Dopo l'amore
Sempre più coppie si separano ma continuano a vivere insieme. Per necessità e anche per (dis)amore
La fine di una storia d’amore, di un matrimonio, di una vita insieme, non sempre coincide con il trasloco di uno dei due, di solito l’ex marito, l’ex compagno, in un appartamento più piccolo, buio, semi-arredato, in cui è difficile far entrare la credenza di zia Giovanna che con ostinazione lui ha portato via, caricandola sull’auto, rompendo un cassetto, e maledicendo zia Giovanna per tutto il tempo.
Secondo un’inchiesta francese pubblicata dall’Obs, sempre più separazioni avvengono senza muoversi di casa. In nome dei figli, della comodità, del mutuo e delle bollette, ma in nome anche di quel cipresso che si vede dalla finestra e a cui nessuno dei due vuole rinunciare. In nome della libreria, che se potesse parlare direbbe: lasciatemi qui. Se l’economia di coppia si basa fondamentalmente sulla casa in cui si è scelto di vivere insieme e crescere i figli, l’appartamento con i mobili Ikea tutti da montare, il divano abbastanza grande per tutti, e il tavolo lungo perché nell’idea di felicità c’erano sempre gli amici a cena, anche la fine di una coppia si basa sul posto che non si vorrebbe lasciare, quello in cui si sente al sicuro ma dove però è volato via tutto, e non sono servite le terapie, i nuovi inizi, le liti e le riconciliazioni, e andiamo a litigare in bagno perché i bambini non devono sentire.
Secondo l’Obs, se si è abbastanza ragionevoli da sentirsi ancora una famiglia, se non ci si odia troppo per quell’ultimo anno in cui lei non faceva altro che scappare e inventare convegni a Bologna, se insomma il disamore non ha compromesso anche la possibilità di incontrarsi davanti alla porta del bagno la mattina e dirsi: buongiorno, allora la migliore soluzione (non definitiva, ma niente è definitivo nella vita sentimentale) è quella di restare. Restare a casa, restare uniti nella separazione. Trovare il modo di dividere quello spazio che prima era completamente comune in qualcosa che sembri ancora una casa, ma con letti (stanze, se possibile) separati. Gli americani chiamano questa scelta “living apart together”, e i motivi non sono quasi mai soltanto economici, perché se non ci si sopporta più si è disposti a ogni impoverimento pur di non vedere la sua tazza della colazione nel lavello, la sua giacca appesa alla sedia.

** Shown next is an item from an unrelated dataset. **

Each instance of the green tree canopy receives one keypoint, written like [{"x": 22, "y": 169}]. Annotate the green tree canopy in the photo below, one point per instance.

Ci sono ex coppie che non vogliono far subire ai figli il trauma da divorzio, che loro ancora ricordano sulla loro pelle, quelle domeniche in cui, bambini, venivano messi sull’ascensore della nuova tristissima casa del padre, e ripresi la sera, con due colpi di clacson. La separazione dolce, dicono, è questa separazione in cui la convivenza non svanisce insieme all’amore. Ci sono sere in cui bisogna per forza uscire, perché l’accordo prevede che lei abbia una cena con i suoi amici e tu non sei invitato perché fai parte del passato, ma forse ti offriranno una fetta di dolce, sentendoti rientrare, lei proverà tenerezza e ti chiederà di sederti: in fondo una volta quelli erano anche amici tuoi. Un film francese dell’anno scorso, “Dopo l’amore”, di Joachim Lafosse, racconta l’impossibilità di continuare a vivere insieme, la divisione del frigorifero, le notti sul divano, lo smarrimento delle bambine, lei che si infuriava quando lui tornava a casa senza avvertire, lui che per andarsene voleva la metà dei soldi, perché quella casa l’aveva ristrutturata con le sue mani, e però in realtà sperava di ricominciare. Non è facile andarsene, ma nemmeno restare. Ci sono le foto di loro due anche in cucina, attaccate al frigorifero con un magnete, c’è lui che russa come ha fatto sempre, solo dieci metri più in là, ed è difficile dire, adesso, che qualcosa è cambiato.